| Ipsita Roy | |
| Workplaces: | University of Minnesota Indian Institutes of Technology |
| Alma Mater: | University of Cambridge University of Delhi |
| Thesis Title: | Studies on methylmalonyl-CoA mutase. |
| Thesis Url: | http://www.worldcat.org/oclc/556797884 |
| Thesis Year: | 1992 |
Ipsita Roy is a British-Indian materials scientist who is a professor at the University of Sheffield. Her research considers natural polymers of bacterial origin for medical applications. She was elected to the New York Academy of Sciences in 1997 and serves as the Editor of the Journal of Chemical Technology & Biotechnology.
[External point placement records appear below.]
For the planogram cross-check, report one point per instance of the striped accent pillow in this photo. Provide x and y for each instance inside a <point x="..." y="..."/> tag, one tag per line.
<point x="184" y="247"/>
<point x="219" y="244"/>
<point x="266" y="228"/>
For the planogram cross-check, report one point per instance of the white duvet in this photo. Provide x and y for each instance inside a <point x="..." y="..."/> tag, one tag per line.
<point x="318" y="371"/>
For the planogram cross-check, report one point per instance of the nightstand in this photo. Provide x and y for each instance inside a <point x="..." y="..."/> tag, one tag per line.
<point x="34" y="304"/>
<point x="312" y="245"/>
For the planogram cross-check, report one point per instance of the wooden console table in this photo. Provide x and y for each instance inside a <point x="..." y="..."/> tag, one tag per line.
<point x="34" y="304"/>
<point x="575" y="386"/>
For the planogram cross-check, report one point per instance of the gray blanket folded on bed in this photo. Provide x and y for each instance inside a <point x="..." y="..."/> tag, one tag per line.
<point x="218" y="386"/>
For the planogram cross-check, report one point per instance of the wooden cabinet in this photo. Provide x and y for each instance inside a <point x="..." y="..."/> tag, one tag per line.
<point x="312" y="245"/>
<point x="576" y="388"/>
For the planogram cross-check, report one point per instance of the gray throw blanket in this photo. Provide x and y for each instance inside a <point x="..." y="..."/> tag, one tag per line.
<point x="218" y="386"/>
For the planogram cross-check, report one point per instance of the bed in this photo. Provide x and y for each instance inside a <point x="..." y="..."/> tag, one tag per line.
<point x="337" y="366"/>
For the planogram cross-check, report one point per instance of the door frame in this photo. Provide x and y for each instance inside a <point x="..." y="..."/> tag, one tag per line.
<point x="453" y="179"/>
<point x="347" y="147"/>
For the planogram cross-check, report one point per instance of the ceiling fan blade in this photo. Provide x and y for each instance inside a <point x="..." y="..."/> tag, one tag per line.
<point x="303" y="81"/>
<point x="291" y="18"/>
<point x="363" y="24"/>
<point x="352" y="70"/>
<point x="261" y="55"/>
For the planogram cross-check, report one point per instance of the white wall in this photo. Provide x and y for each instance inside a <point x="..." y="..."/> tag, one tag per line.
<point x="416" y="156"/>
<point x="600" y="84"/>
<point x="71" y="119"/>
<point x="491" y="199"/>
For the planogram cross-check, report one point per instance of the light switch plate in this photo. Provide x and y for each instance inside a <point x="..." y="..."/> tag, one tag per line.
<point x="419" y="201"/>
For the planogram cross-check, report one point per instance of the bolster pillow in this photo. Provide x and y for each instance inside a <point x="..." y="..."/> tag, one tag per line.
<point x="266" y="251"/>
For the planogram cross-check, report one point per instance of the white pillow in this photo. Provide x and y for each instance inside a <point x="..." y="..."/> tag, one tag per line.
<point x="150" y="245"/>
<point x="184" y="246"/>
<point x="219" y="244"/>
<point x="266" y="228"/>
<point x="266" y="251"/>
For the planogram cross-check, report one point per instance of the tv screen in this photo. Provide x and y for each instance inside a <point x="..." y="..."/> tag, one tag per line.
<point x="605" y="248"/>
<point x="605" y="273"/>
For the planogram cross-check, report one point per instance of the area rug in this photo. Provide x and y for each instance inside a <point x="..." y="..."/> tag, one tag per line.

Roy was an undergraduate student Delhi University.[1] She was awarded a Inlaks Scholarship and the Overseas Research Students Award to complete her doctoral research at the University of Cambridge.[2] Whilst at Cambridge, she was awarded the Churchill College Fellowship and the University of Cambridge Philosophical Society Fellowship. Roy was a postdoctoral student at the University of Minnesota, where she worked in fatty acid synthesis.
Roy started her independent career at the Indian Institutes of Technology in 1996, where she started to explore biodegradable polymers, which she formed from Streptomyces. After four years as an assistant professor at the IIT, Roy moved to the United Kingdom, where she joined the University of Westminster. She led the Applied Biotechnology Research Group in the School of Life Sciences. Roy moved to the University of Sheffield in 2019, where she is Professor of Biomaterials.[3]
Roy investigates polyhydroxyalkanoates (PHAs), biocompatible, biodegradable polymers that are produced by bacteria. She has shown it is possible to form PHAs from Gram-positive bacteria which do not degrade into acidic products like polylactic acid or PLGA. At the same time, PHAs do not degrade in the bulk but on the surface, making them more stable than other biopolymers. Such polymers exist at two different molecular weights, which have very different materials properties; with short-chains being brittle and mid length chains being elastomeric. In regenerative medicine, PHAs with precise molecular weights can be used for different tissue types.[4] This makes PHAs useful for medical applications such as tissue engineering and wound healing.
Roy has worked alongside Sian Harding, Carolyn Carr and Molly Stevens at Imperial College London on the design of cardiac patches based on PHAs as platforms for cell engraftment and the controlled delivery of pharmaceuticals using PHA microspheres.